PSYCHIATRIC, EDUCATIONAL, AND SOCIAL OUTCOMES (AT AGE 16-21)
At ages 18 and 21, sample members were interviewed on a range of measures
of personal and social functioning. On the basis of these 2 assessments, the
following outcome measures were developed.
Psychiatric Outcomes
At ages 18 and 21, sample members were interviewed about their mental
health and any substance abuse since the previous assessment using a questionnaire
based on the Composite International Diagnostic Interview,27 supplemented by custom-written survey
items. All interviews were conducted by trained lay interviewers.
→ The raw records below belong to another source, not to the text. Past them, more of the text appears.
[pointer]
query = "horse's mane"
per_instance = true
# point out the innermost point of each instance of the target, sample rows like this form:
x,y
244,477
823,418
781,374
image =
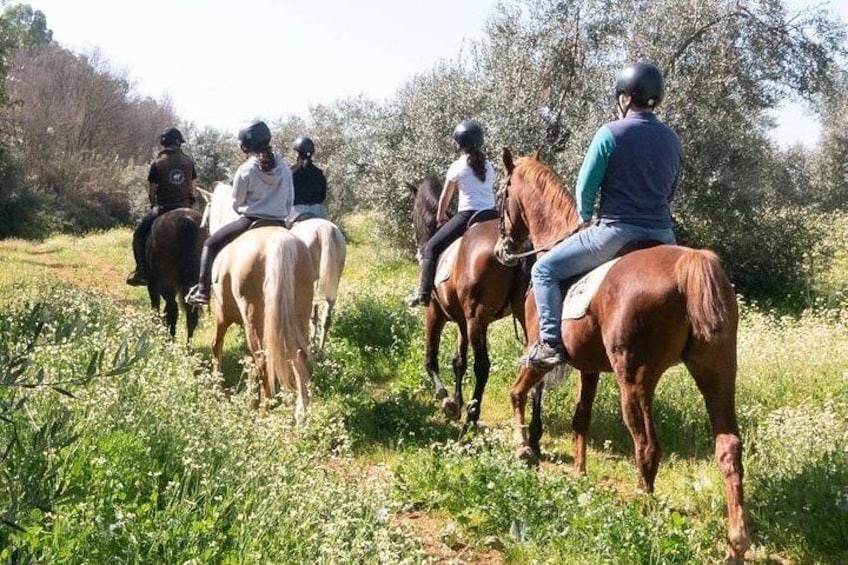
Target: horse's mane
x,y
561,209
426,204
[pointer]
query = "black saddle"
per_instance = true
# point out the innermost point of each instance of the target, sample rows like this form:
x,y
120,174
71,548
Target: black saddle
x,y
482,216
262,222
304,216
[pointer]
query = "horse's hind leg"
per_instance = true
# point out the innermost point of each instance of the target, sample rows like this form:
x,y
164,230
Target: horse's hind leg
x,y
435,324
192,314
636,386
527,379
479,342
314,328
171,313
300,367
715,376
325,322
588,387
535,438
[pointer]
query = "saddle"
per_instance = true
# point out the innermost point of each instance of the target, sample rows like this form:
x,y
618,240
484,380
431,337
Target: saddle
x,y
579,291
447,259
262,223
303,216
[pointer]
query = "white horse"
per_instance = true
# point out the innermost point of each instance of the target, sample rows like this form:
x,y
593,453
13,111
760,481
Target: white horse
x,y
327,246
263,280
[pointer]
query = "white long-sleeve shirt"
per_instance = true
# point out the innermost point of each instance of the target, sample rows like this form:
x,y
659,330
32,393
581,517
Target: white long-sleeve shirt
x,y
261,194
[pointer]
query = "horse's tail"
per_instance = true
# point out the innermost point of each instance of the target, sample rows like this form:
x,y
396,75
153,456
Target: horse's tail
x,y
333,256
285,334
710,299
187,233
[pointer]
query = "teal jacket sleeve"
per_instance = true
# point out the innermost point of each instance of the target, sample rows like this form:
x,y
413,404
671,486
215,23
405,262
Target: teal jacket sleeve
x,y
592,172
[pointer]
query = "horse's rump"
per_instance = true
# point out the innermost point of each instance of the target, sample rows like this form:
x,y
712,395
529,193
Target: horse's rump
x,y
668,284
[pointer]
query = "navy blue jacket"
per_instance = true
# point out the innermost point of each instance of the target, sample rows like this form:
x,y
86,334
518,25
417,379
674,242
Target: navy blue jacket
x,y
635,162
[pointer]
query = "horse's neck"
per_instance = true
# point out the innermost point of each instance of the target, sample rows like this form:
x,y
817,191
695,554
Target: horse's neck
x,y
550,218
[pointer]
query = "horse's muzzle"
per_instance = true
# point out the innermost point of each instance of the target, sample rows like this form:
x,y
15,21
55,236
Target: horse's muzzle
x,y
502,253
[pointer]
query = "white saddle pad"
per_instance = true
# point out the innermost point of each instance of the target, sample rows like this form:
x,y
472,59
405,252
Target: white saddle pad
x,y
446,262
580,294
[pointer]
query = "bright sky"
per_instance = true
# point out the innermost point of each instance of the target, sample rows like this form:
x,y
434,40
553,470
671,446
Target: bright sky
x,y
223,62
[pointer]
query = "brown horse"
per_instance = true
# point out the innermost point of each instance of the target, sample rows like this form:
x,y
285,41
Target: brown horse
x,y
655,308
479,291
263,280
172,252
On the basis
of this information, DSM-IV28
symptom criteria were used to construct a series of psychiatric and substance
abuse diagnoses for each sample member.
Symptoms of major depression were assessed using Composite International Diagnostic Interview items. At age 18, subjects
were asked to report on symptoms occurring during the age intervals 16 to
17 and 17 to 18, and at age 21 for the age intervals 18 to 20 and 20 to 21.
At all interviews, subjects were also asked to report on the extent of impairment
caused by their symptoms. Subjects were classified as having major depression
if they met DSM-IV criteria for major depression
at any time between ages 16 and 21. Overall, 33.5% of subjects met DSM-IV criteria for major depression. This prevalence is similar to
the prevalence rate reported in the Dunedin Health and Development Study.5
Anxiety disorder symptoms were assessed using the Composite International Diagnostic Interview at ages 18 and 21. Subjects
were asked to report whether they had experienced a range of anxiety disorder
symptoms since the last assessment. Anxiety disorders assessed included generalized
anxiety, panic disorders, agoraphobia, social phobia, and specific phobia.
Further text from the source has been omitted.